Esa es la razón última de que este modo de relacionarnos haya funcionado de forma tan rápida, porque ni siquiera el más atractivo físicamente se siente seguro en ese campo cuando quiere gustar a alguien, siempre tenemos algo que desearíamos eliminar, cambiar o aumentar y eso es algo por lo que Internet no restringe su admisión.
La persona con la que chateamos no nos ve y, por tanto, siente interés por lo que estamos diciendo en lugar de ocupar el tiempo pensando en lo gordo que estás, las cejas demasiado pobladas o tu falta de volumen pectoral. De modo que, a cierto nivel, guardamos la esperanza de que después de superar la primera cita satisfactoriamente podamos prorrogar el problema de la atracción física para cuando la otra persona ya se sienta atraída por uno.
Viviendo en una sociedad donde la imagen resulta fundamental para lograr la realización personal era cuestión de tiempo que apareciera un medio para intentar encontrar el amor sin la necesidad de preparar el envoltorio tanto como el interior del paquete.

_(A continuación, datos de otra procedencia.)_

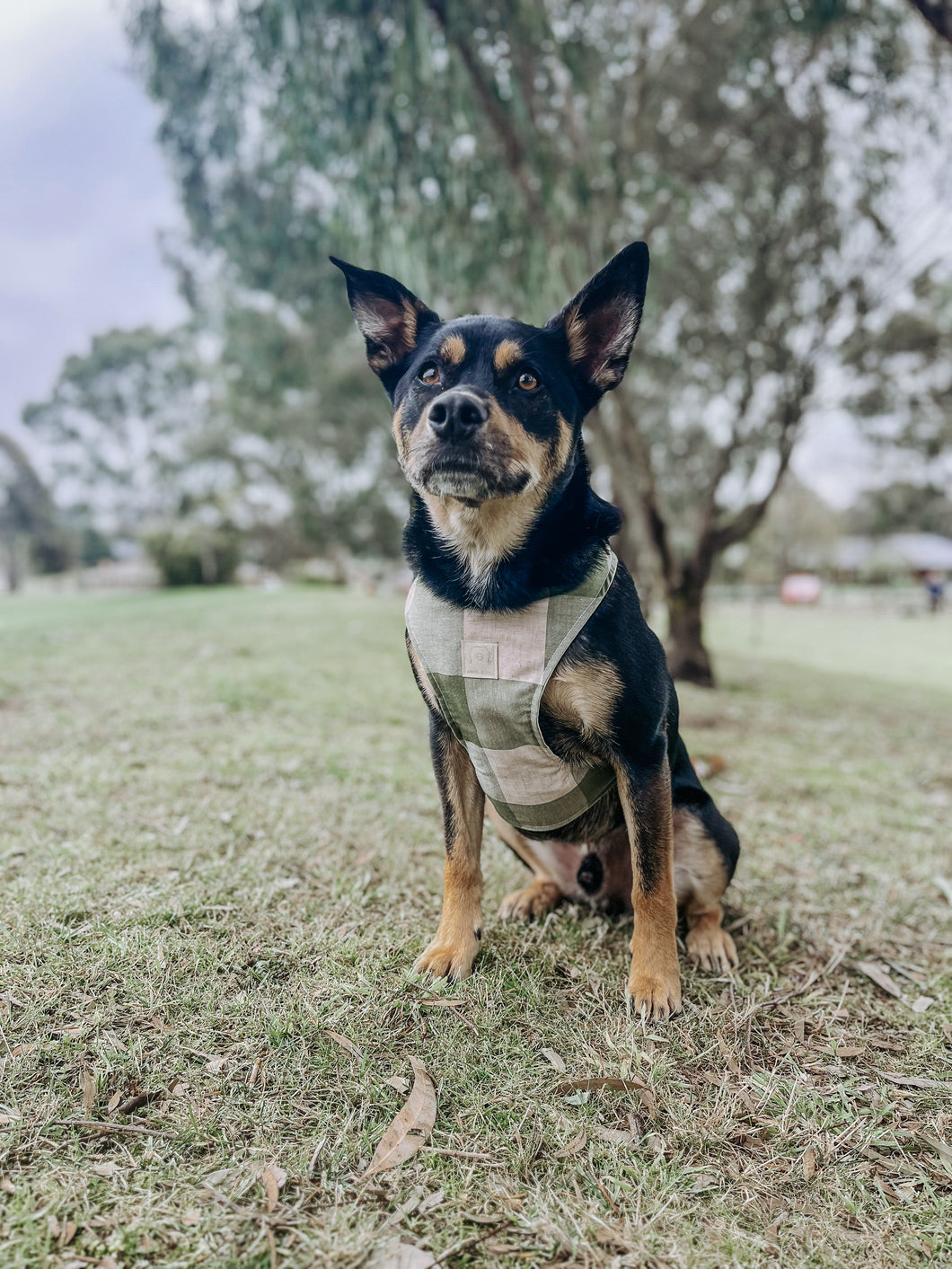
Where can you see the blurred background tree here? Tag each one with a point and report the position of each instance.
(493, 157)
(31, 525)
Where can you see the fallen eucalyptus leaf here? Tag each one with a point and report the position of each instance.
(410, 1127)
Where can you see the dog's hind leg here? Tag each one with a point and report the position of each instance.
(543, 891)
(700, 882)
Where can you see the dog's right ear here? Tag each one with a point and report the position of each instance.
(389, 316)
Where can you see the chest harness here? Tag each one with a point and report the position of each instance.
(488, 673)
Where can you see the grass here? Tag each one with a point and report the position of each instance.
(220, 842)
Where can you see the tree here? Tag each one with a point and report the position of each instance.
(939, 14)
(903, 389)
(27, 516)
(903, 507)
(119, 427)
(503, 156)
(798, 533)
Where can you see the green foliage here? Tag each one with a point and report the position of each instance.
(904, 375)
(494, 157)
(194, 555)
(30, 522)
(123, 424)
(903, 507)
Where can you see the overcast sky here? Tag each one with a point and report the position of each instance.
(84, 194)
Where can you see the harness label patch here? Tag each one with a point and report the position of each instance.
(480, 660)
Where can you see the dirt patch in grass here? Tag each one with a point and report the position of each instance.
(220, 851)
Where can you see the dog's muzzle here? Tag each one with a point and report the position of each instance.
(456, 417)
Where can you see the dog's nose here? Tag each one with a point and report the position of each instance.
(456, 415)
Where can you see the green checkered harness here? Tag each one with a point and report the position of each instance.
(488, 673)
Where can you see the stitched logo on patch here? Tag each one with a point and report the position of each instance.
(480, 660)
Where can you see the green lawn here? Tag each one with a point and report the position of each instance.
(220, 842)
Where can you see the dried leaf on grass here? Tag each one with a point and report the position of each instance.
(344, 1042)
(574, 1148)
(273, 1179)
(727, 1054)
(553, 1060)
(613, 1136)
(411, 1126)
(880, 977)
(914, 1081)
(617, 1085)
(939, 1146)
(89, 1089)
(401, 1256)
(430, 1202)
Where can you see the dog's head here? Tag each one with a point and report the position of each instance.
(487, 408)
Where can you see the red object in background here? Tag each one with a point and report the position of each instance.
(801, 587)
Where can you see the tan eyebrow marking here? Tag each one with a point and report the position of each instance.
(452, 349)
(507, 354)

La soledad es el cáncer de nuestra era y lo peor de todo es que lo alimentamos sin darnos cuenta siquiera. Antes estábamos dispuestos a curarnos de dicho mal cultivando nuestra capacidad para socializar. Ahora nos hemos vuelto tan vagos que ni siquiera nos planteamos darle nuestro número de teléfono a alguien que nos gusta en el mismo momento de verlo.
Y, a pesar de todo, no nos damos cuenta de lo desesperados que estamos. Pero, ¿estamos tan desesperados por conseguir pareja que no nos importa buscarla en un lugar ocupado en su 99% por pornografía?
Dejo la pregunta en el aire ya que me dispongo a pegarme una buena ducha para después ponerme la ropa que mejor me siente y salir con mis amigos de juerga hasta que encuentre un hombre interesante apoyado en una barra al que pueda acercarme. Después de todo, puede que él se sienta tan intimidado por el contacto físico como lo estamos todos los demás cuando no hay una pantalla de plasma entre nosotros.Y esto será lo mejor que habré hecho en toda la semana, tirar mis complejos a la papelera de reciclaje.